We explore the communities trackers form by inducing a 1-mode projection of the 2-mode browsing graph. We find that trackers form very well-defined communities that distinguish them from regular URLs.
-
3.
We show that the 1-mode projection graph is a useful tool to automatically classify trackers with high precision and very low false positive rate. More importantly, using the projection graph for tracker detection is very robust to evasion since it captures a fundamental necessity of the tracking ecosystem: presence of trackers on multiple sites, and presence of multiple trackers on the same site, which allows publishers to better monetize ad display through real time bidding. Changing such a behavior would limit the efficiency of tracking as a whole.
2 Background and Dataset
Trackers enable targeted advertising and personalization services by monitoring user behavior on the web. To understand web tracking, let us consider what happens in the browser when a user visits a URL. First, the browser issues an HTTP request to the site to fetch the contents of the web page. The response contains the page resources, including HTML, and references to embedded objects like images and scripts. These references might then instruct the browser to make additional HTTP requests (e.g., for the image itself) until the page is fully loaded. Embedded objects can be hosted on different servers than the page content itself, in which case they are referred to as third-party objects. A fraction of these third-party objects open connections to trackers, e.g., the popular Facebook “like” button, at which point the users’ online whereabouts are logged for targeting/personalization purposes.
2.1 Dataset
Our dataset is derived from 6 months (November 2014–April 2015) of traffic logs from an explicit web proxy. The proxy is operated by a major telecom located in a large European country. Our data is delivered to us in the form of augmented Apache logs. The logs include fields to identify the user that made the access, the URL that was requested, headers, performance information like latency and bytes delivered. We call this dataset the proxy log, and in total it represents 80 million accesses to 2 million individual sites. In the following section, we describe how we use the proxy log to model web tracking as a graph problem. We label URLs in our dataset as tracker or other based on ground truth derived from the EasyPrivacy list for AdBlock [3].
2.2 Web Tracking as a Graph Problem
A 2-mode graph is a graph with two different modes (or classes) of vertices, where edges are only allowed between vertices belonging to different modes. The interactions between explicit user requests and background requests, both page content and third-party objects like web tracking services, can be naturally modeled as a 2-mode graph. The first mode of vertices in the graph are URLs that the user intentionally visits, while the second mode are URLs for objects that are embedded in the visited page.
More precisely, we represent the URLs that a browser accesses as a 2-mode graph \(G=(U,V,E)\), where U are the URLs that the user explicitly visits, V are the URLs that are embedded within those pages, and E is the set of edges connecting vertices in U (explicitly visited URLs) to vertices in V (URLs embedded within visited pages).
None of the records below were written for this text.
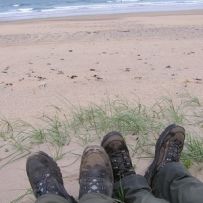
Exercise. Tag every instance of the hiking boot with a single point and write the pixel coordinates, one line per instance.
(168, 149)
(95, 172)
(45, 176)
(116, 148)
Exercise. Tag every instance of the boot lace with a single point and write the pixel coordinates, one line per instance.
(121, 164)
(174, 151)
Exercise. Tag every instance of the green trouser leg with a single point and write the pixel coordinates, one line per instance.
(175, 184)
(135, 189)
(51, 198)
(88, 198)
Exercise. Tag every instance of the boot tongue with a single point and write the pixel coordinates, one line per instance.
(49, 185)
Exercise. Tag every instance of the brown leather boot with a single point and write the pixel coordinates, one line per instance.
(116, 148)
(95, 172)
(168, 149)
(45, 176)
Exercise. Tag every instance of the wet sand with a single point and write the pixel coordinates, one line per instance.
(134, 56)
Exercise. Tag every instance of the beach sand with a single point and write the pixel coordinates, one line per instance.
(87, 59)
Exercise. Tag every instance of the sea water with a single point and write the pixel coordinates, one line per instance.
(28, 9)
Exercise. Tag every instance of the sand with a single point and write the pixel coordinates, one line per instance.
(87, 59)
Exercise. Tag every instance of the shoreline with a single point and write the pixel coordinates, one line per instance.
(48, 65)
(98, 16)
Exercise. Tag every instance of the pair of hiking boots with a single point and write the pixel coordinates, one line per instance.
(102, 166)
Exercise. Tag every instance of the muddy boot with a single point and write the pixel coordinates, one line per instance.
(168, 149)
(45, 176)
(116, 148)
(95, 172)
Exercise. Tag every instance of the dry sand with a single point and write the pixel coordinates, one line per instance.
(86, 59)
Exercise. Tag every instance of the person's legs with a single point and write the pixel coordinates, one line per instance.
(46, 179)
(51, 198)
(96, 178)
(129, 187)
(174, 183)
(167, 177)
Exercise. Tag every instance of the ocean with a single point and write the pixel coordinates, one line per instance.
(30, 9)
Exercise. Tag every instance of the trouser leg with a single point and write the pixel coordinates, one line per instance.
(88, 198)
(96, 198)
(175, 184)
(135, 189)
(51, 198)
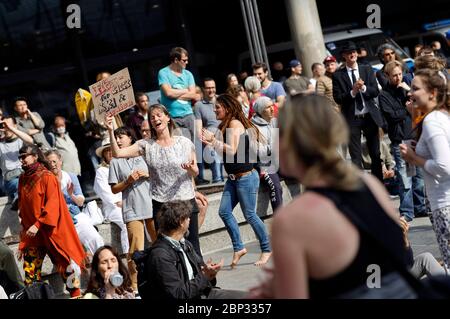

In this paper, we call vertices in U referers, vertices in V hosts, and G the referer-hosts graph.
In graph analysis, communities are groups of vertices that are well-connected internally, and sparsely connected with other groups of vertices. Vertices belonging to the same community are more likely to be similar with respect to connectivity and network position than vertices belonging to different communities. V contains both regular embedded objects and third-party objects potentially associated with trackers. We expect regular embedded objects to only appear on the hosting web page, while tracker objects need to appear on as many web pages as possible to enable successful tracking of users across websites. This implies that: (1) tracker vertices in V should be linked to many different vertices in U and (2) tracker vertices are members of well-defined communities in G.
Unfortunately, working with communities in 2-mode graphs like ours can be tricky. For example, the relationships between vertices in the same mode are only inferred from relationships that pass through vertices in the second mode, which can lead to unexpected results from standard community detection algorithms run on a raw 2-mode graph. This is especially a problem when the community structures of the two modes are different as we might expect in our case [9]. To avoid this problem, it is typical to extract and analyze 1-mode projections of 2-mode graphs.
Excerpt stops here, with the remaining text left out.